The Nursing Network call series takes place on the first Wednesday of every month. Facilitated by Carol Geary, it features conversations to explore the Institute of Medicine’s landmark report on The Future of Nursing: Leading Change, Advancing Health and other topics. All are welcome.
Nursing Network Call
Wednesday, October 2, 2013 - 1-2pm ET
Neighborhood Health Coach Model
Guest: Sheila Ryan, Ph.D., R.N., F.A.A.N.

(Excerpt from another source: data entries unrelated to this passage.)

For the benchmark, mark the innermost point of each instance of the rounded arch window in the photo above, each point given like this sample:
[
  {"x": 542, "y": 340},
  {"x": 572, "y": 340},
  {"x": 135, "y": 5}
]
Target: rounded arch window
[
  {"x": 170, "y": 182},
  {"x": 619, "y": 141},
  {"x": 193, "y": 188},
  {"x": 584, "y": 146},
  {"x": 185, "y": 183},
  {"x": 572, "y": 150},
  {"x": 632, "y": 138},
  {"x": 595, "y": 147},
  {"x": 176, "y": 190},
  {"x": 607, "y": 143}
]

Neighborhood Health Coach Model (pptx)
A system aimed at prevention will improve the health of Americans, reduce health care costs and improve quality of care. Population health is a major aim of current health care reform. By concentrating on the precipitating factors of chronic disease, the Affordable Care Act helps move the nation from a focus on sickness and disease to one based on wellness and prevention. Chronic diseases are the most prevalent and costly of illnesses; these chronic conditions include hypertension, heart disease, diabetes, chronic obstructive pulmonary disease and depression. Poorly managed chronic conditions account for seven out of ten deaths of Americans each year and 80% of all current hospitalizations. The Neighborhood Health Coach Model, designed to reduce and reverse lifestyle risk behaviors, is focused on people and their health, not disease, and on action and change more than knowledge. Neighborhood-based health coaches visit, educate, and monitor individuals, families and groups to improve healthy lifestyle behaviors. Neighborhood activities and group approaches are more effective because of trusted relationships of the coaches who are chosen from their neighborhood.
Sheila Ryan is Professor, Charlotte Peck Leinemann and Distinguished Alumni Endowed Chair, and Director of International Programs at the University of Nebraska Medical Center College of Nursing. Expertise focuses on health reform and redesigning systems for patient centeredness, helping faculty and students expand global opportunities with internet-based education, quality improvement in health care, innovative ‘health’ delivery models and global health partnerships. International nursing partner projects are or have been with Jiao Tong University in Shanghai, China, Al-Zaytoonah Private University in Amman, Jordan, and with schools of nursing in Yerevan, Armenia and the Central Asian Republics (CAR), and Afghanistan.
Dr. Ryan is a member of the Institute of Medicine and a fellow in the American Academy of Nursing and has served on many programs and committees for the past two decades. She has been a nursing dean for 22 years at two universities. Her board service includes or has included AIHA (American International Healthcare Alliance), IHI (Institute for Healthcare Improvements), IBHI (Institute for Behavior Healthcare Improvement, and several hospitals.